Продавать или не продавать прасад?
Платить или не платить пуджари?
Возможно ответ в понимании, что всё должно быть использовано в служении Кришне!
 :smilies:

----------


## Lakshmana Prana das

> А почему говорят ?


Не знаю. Это Шри Чайтанья Сарасват Матх, спросите у них.

----------


## Рамачандра дас

> Хорошее сравнение!К сожалению традиции,установленные Шрилой Прабхупадой в храмах ИСККОН,уходят в прошлое,заменяясь на демоническую систему товарно-денежных отношений.
>  Читал,что Шрила Прабхупада сам готовил гулабждамуны и ставил при выходе из храма.

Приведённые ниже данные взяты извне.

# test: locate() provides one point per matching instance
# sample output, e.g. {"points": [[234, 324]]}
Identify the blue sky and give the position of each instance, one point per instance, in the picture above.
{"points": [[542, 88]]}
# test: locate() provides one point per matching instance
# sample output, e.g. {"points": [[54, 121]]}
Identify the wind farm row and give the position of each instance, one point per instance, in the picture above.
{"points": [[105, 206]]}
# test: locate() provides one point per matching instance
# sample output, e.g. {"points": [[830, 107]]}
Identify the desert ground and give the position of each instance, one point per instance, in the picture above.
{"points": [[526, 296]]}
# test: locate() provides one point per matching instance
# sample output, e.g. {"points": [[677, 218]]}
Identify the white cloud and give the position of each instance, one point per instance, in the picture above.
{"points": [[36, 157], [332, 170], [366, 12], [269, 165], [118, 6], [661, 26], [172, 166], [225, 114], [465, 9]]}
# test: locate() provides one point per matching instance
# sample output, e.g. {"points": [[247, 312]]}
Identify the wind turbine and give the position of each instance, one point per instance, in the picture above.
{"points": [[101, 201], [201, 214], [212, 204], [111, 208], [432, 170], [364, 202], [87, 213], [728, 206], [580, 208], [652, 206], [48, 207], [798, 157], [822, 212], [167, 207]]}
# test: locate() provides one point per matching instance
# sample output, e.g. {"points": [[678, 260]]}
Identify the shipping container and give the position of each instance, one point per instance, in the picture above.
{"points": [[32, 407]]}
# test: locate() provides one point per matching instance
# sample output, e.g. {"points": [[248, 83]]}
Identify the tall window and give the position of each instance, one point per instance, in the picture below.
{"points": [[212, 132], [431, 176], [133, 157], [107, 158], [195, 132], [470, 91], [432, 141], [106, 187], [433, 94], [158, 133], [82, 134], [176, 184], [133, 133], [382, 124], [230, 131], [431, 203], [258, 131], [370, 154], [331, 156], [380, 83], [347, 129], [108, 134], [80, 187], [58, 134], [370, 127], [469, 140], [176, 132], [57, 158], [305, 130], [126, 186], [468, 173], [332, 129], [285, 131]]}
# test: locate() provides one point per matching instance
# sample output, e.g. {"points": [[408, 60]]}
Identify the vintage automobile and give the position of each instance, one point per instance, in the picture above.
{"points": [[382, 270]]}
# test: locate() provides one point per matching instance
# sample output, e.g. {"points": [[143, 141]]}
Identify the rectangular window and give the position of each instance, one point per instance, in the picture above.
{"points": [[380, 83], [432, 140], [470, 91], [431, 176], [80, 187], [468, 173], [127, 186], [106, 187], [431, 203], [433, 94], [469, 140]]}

Я чувствую запах консерватизма! :cool: 
В ведическом обществе существовал обмен сейчас это происходит в форме денег, но что-то по возможности должно быть как пожертвование. :smilies:

----------


## vaikunthanatha

Система товарно-денежных отношений сама по себе не демоническая. Она существовала и во времена Кришны. Сам Кришна участвовал в торгово денежных операциях, например собирал с гопи налоги и обменивал зерно на фрукты, брал с гопи плату за переправу через озеро. Гопи ходили в другие деревни продавать молочные продукты. Утверждать, что гопи продавали не прасад - безумие. 

Утверждение, что прасад нельзя продавать не основано на авторитетных шастрах. Напротив - это неуклюжая попытка демонов приостановить распространение прасада. 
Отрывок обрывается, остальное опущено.